Poisson distribution of random variable $X$ with parameter $\lambda$ is defined as $p(x;\lambda)=\frac{e^{-\lambda} \lambda^x}{x!}$.
Question: How to show analytically that $p(\lambda)$ is not concave but log-concave in parameter $\lambda$ for a fixed value of $x$?
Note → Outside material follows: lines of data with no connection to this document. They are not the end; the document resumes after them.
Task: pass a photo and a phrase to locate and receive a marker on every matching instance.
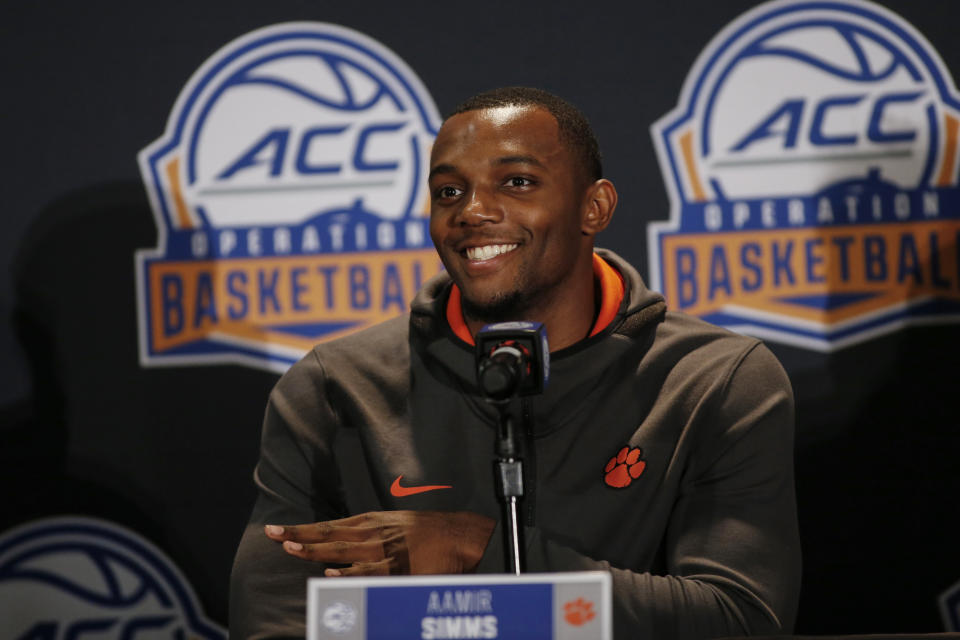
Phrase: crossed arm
(390, 542)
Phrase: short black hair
(575, 129)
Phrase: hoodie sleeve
(732, 546)
(297, 481)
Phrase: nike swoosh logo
(400, 492)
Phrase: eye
(519, 181)
(446, 191)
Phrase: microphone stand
(513, 360)
(508, 472)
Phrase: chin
(501, 307)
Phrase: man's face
(505, 217)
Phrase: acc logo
(289, 192)
(79, 577)
(812, 169)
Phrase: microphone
(512, 359)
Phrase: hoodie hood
(576, 372)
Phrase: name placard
(547, 606)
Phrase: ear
(600, 200)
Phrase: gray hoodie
(661, 451)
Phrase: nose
(479, 208)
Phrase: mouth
(487, 252)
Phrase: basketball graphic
(290, 195)
(811, 165)
(65, 577)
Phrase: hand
(391, 542)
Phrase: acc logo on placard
(290, 196)
(812, 169)
(80, 577)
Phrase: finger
(339, 551)
(318, 532)
(382, 568)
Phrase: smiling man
(661, 450)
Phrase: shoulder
(375, 352)
(715, 358)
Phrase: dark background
(169, 451)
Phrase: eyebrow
(449, 168)
(518, 160)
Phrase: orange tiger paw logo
(578, 612)
(624, 467)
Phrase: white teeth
(489, 251)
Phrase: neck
(568, 318)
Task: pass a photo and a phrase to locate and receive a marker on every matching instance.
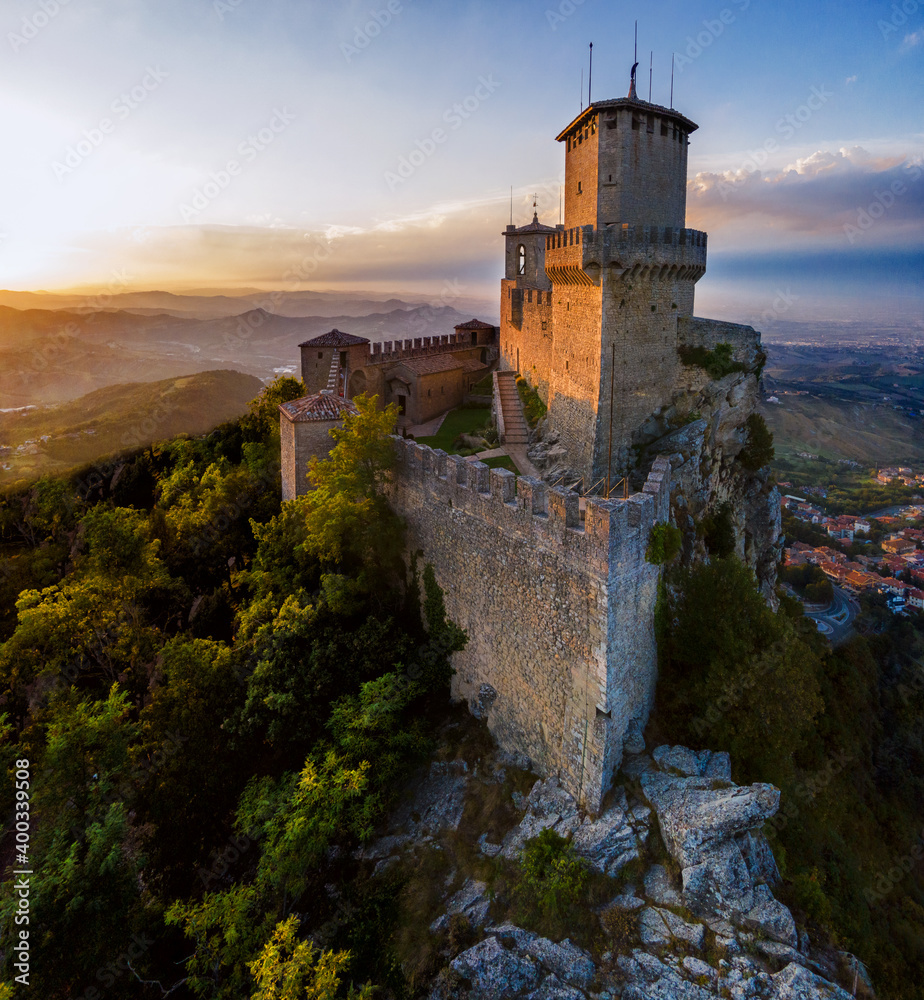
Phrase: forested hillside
(209, 693)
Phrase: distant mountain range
(118, 418)
(215, 304)
(50, 356)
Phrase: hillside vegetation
(834, 428)
(116, 419)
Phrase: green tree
(289, 969)
(758, 450)
(346, 512)
(263, 419)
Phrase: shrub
(533, 407)
(552, 875)
(621, 927)
(758, 451)
(663, 544)
(718, 362)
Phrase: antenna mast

$p(\lambda)$ looks like quasi-concave shown below:
$\operatorname{Log}p(\lambda)$ looks like log-concave shown below:
My Work: The sign of the second derivative would determine the concavity/convexity of $p(x)$ in $\lambda$ but its second derivative is not that easy to examine:
$p''(\lambda)= \frac{e^{-\lambda} (x-1) x \lambda^{x-2}-2 e^{-\lambda} x \lambda^{x-1}+e^{-\lambda} \lambda^x}{x!}$.
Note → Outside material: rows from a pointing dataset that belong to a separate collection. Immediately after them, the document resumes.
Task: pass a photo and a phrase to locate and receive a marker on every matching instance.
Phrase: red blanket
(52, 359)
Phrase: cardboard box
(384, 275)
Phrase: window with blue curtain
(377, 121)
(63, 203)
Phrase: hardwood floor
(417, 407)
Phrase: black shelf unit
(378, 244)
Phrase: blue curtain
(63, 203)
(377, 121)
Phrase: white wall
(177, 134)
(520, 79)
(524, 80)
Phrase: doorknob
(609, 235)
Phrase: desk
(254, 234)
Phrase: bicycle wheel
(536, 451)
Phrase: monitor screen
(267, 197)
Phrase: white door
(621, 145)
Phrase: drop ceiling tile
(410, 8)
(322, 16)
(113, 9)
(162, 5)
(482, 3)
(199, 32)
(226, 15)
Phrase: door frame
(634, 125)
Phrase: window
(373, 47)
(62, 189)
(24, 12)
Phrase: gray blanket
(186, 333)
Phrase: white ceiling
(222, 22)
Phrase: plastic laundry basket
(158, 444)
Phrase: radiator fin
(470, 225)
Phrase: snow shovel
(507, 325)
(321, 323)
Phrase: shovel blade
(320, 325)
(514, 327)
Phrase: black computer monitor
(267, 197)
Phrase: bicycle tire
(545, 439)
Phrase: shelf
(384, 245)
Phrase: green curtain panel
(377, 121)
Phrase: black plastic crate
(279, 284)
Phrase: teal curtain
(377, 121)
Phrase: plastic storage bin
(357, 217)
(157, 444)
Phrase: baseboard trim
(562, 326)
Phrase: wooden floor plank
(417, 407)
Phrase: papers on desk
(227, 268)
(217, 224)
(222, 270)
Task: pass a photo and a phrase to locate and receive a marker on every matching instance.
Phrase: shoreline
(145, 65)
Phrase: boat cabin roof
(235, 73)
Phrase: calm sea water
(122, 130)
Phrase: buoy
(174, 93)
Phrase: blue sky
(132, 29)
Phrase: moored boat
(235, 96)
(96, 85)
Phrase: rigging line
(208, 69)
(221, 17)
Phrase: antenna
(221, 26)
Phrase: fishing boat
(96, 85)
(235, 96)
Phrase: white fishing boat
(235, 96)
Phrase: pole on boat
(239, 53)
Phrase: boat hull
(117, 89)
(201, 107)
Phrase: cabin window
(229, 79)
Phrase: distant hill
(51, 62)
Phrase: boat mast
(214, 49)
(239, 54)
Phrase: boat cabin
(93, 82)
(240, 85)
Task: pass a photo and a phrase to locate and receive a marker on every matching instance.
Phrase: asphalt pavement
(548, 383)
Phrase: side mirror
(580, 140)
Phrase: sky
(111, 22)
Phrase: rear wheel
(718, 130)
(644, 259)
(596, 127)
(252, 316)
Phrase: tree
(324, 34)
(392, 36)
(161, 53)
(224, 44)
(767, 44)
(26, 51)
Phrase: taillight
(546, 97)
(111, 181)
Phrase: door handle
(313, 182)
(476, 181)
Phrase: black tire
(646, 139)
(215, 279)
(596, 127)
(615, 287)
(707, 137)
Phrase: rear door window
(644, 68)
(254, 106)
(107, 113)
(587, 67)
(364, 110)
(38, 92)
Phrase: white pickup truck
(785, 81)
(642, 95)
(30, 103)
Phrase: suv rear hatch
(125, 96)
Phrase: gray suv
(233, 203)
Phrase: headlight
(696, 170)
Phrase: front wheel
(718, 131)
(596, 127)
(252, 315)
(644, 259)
Whereas second derivative of $\operatorname{Log}(p(\lambda))$ is:
$\operatorname{Log}(p(\lambda))^{''}=-e^{\lambda } x x! \lambda ^{-x-1} \left(\frac{e^{-\lambda } x \lambda ^{x-1}}{x!}-\frac{e^{-\lambda } \lambda ^x}{x!}\right)+e^{\lambda } x! \lambda ^{-x} \left(\frac{e^{-\lambda } (x-1) x \lambda ^{x-2}}{x!}-\frac{2 e^{-\lambda } x \lambda ^{x-1}}{x!}+\frac{e^{-\lambda } \lambda ^x}{x!}\right)+e^{\lambda } x! \lambda ^{-x} \left(\frac{e^{-\lambda } x \lambda ^{x-1}}{x!}-\frac{e^{-\lambda } \lambda ^x}{x!}\right).$